If someone wants your personal information too quickly. If you're writing each other back and forth over email, or you're talking on the phone, of course, you're going to want to share information about yourself. But don't share more than you're comfortable with, or before you feel the time is right, says Carole Brody Fleet, an Orange County, California-based speaker who has presented on online dating and has authored several books, including an upcoming title, "When Bad Things Happen to Good Women."
And Fleet notes that men should be wary of online scammers, too.
No matter your gender, "if someone is pushing you to reveal any personal information too soon, it should serve as a warning sign," Fleet says.
It can go the other way as well.

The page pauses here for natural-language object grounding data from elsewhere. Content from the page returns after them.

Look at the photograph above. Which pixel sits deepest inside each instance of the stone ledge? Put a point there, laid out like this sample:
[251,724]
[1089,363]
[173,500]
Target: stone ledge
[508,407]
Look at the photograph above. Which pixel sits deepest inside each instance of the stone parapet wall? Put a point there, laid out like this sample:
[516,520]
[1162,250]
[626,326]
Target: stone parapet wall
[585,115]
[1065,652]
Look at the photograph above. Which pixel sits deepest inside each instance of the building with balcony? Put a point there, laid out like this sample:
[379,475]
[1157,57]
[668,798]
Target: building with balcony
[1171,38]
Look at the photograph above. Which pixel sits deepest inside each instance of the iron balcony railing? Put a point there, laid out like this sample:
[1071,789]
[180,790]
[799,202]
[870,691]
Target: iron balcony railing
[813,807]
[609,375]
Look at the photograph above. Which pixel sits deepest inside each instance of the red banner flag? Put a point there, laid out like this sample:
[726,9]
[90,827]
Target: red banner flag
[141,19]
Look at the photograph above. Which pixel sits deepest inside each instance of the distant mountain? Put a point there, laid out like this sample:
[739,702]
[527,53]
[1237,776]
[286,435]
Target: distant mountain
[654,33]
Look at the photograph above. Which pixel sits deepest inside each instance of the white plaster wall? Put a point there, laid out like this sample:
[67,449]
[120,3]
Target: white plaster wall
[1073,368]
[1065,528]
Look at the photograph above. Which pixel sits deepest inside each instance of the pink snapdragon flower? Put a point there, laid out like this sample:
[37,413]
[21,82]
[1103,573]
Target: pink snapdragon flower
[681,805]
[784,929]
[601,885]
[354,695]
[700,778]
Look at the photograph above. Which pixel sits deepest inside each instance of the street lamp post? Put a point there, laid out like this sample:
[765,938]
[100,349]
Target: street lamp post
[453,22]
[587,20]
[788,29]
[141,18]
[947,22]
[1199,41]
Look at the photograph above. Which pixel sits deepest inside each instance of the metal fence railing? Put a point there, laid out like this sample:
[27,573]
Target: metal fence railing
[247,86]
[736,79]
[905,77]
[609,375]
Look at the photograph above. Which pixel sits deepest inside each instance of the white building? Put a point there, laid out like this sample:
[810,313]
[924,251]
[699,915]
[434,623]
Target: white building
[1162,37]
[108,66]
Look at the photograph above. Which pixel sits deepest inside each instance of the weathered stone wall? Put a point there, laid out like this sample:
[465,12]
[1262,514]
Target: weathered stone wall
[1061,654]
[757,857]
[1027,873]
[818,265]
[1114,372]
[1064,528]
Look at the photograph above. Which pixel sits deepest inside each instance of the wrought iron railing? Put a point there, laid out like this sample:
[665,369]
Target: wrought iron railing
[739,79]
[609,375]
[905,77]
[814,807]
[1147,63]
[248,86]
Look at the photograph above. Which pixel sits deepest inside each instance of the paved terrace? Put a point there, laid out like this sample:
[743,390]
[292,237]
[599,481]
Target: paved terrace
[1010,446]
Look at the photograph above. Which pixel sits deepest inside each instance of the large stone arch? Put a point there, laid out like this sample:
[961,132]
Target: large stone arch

If your potential suitor brings up his or her own personal information too soon, such as discussing his or her own financial situation "in any way, shape or form – that warning sign just became a lot bigger," Fleet adds.
And, of course, if you're embarking on a relationship with anyone, with severe money troubles, good person or not, ask yourself: Is this really what you want? If your potential suitor is talking this soon about how they're struggling to pay the rent, don't be surprised if your new boyfriend or girlfriend and his or her kids are asking in a few months if they can move in with you.
If they can't meet with you soon. Obviously don't meet too soon. That could spell trouble for either gender if someone, for instance, wants to meet you a few hours after you begin a dialogue.
But as Fleet puts it, there is a fairly standard way people date online: " Let's say that you have met someone online. You have emailed, you have talked on the phone and things appear to be escalating in the right direction – but for some reason, they can never seem to find time to actually meet in person or they constantly schedule and cancel dates. This is an enormous red flag."
But some con artists are pretty cunning in finding reasons for not meeting.
Heather Wilkerson can tell you that. Wilkerson, 31, works for a software company and lives in Des Moines, Iowa. She started using online dating sites more than a year ago.
"I shaved my head to raise money for kids cancer research," says Wilkerson, who earned over $2,000 and donated 23 inches of hair. "I joined online dating because I could easily explain my baldness right then and there. In person, men wouldn't even look at me. They thought I was sick, or Britney Spears-type crazy."